Отперев дверь квартиры, я стоял на пороге и раздумывал над тем, что, пожалуй, проклятый парикмахер вполне заслужил такую кару – потерю жены и сына. Затем я отправился обрабатывать свои раны, и тут на меня надвинулась зловещая тень, вернее зловещая мысль: а вдруг и сам я в глубине души желаю того же – остаться без жены и сына, – и желание это посетило меня в два часа сорок пять минут того странного дня, когда все словно предвещало, что в жизни моей могут случиться серьезнейшие перемены.
Моя жизнь протекала, можно сказать, очень даже спокойно – жизнь писателя, который работает дома, пишет реалистические романы, читает, сидя в удобном кресле, газеты, а также слушает оставленные на автоответчике сообщения, шпионит за соседями, вооружившись подзорной трубой, и время от времени по вечерам ходит с женой в кино.

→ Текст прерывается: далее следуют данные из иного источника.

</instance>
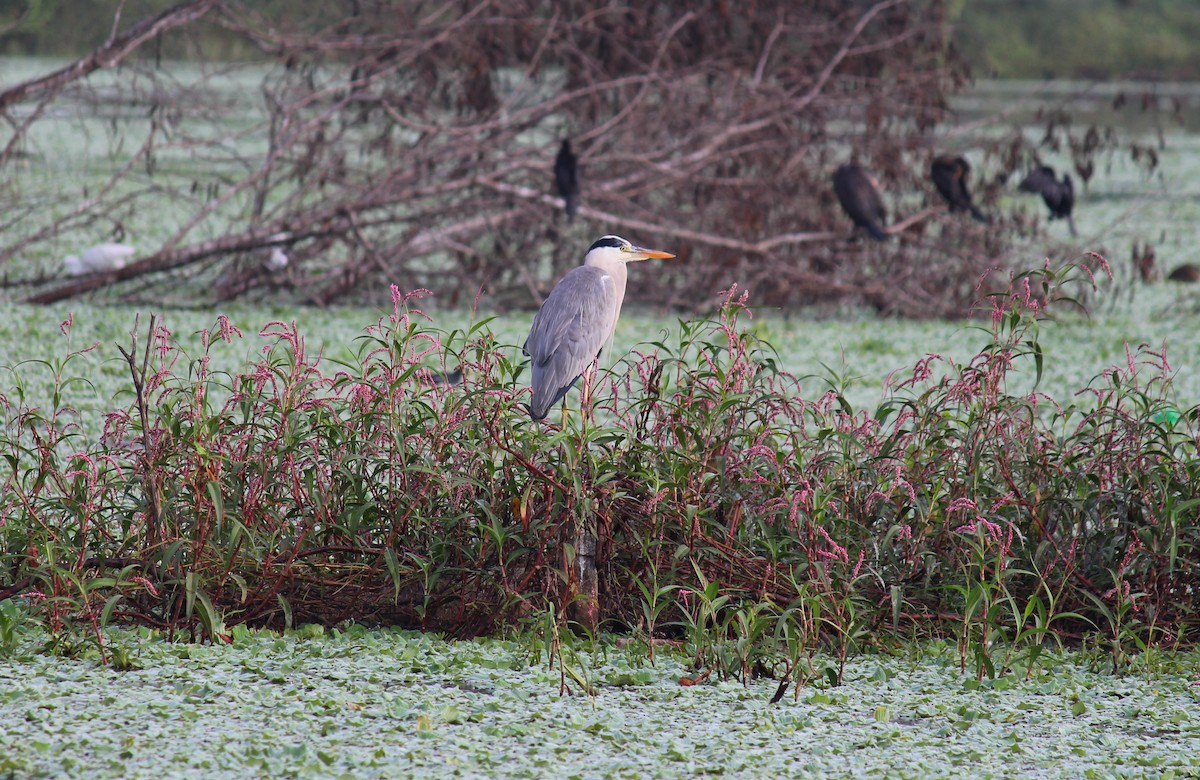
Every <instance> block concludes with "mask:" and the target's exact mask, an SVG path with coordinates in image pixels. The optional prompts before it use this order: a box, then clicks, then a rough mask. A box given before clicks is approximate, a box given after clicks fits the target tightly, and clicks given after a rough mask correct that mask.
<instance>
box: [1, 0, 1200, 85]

Простая жизнь, несуетливая и почти что приятная. Дни идут за днями, и происходит это столь же быстро, сколь монотонно, удручающе монотонно. Только вот тот зимний день, когда малая частичка засевшей во мне трусости могла повернуть так или иначе все мое дальнейшее существование, вдруг оказался совсем другим, и я готов был согласиться с Гёте, который изрек: жизнь коротка, но долог день. Да, пожалуй, я готов был согласиться с Гёте, как и с Мэрилин Монро, которая, словно вторя Гёте, пела в каком-то фильме: «One day too long, one life too short…»
Я принадлежу к числу людей, чья жизнь не богата особо памятными днями. Но тому зимнему дню, видимо, суждено было стать совершенно особенным, тот день, видимо, обещал стать одним из таких, какие по прошествии времени мы начинаем вспоминать как бесконечно долгие и даже воссоздаем их на бумаге – что на протяжении вот уже нескольких дней, собственно, и делаю я здесь, в Премиа, сидя в тени вековой шелковицы; да, мы воссоздаем их на бумаге, ибо нас не отпускает мысль: именно тогда и всего за несколько секунд решилась наша судьба; и еще потому, что у нас не осталось ничего лучше воспоминания о том дне, и мы обещаем себе не забывать его никогда. Мы уже, по сути, и не живем, а только воссоздаем на бумаге тот день – такая вот странная жизнь.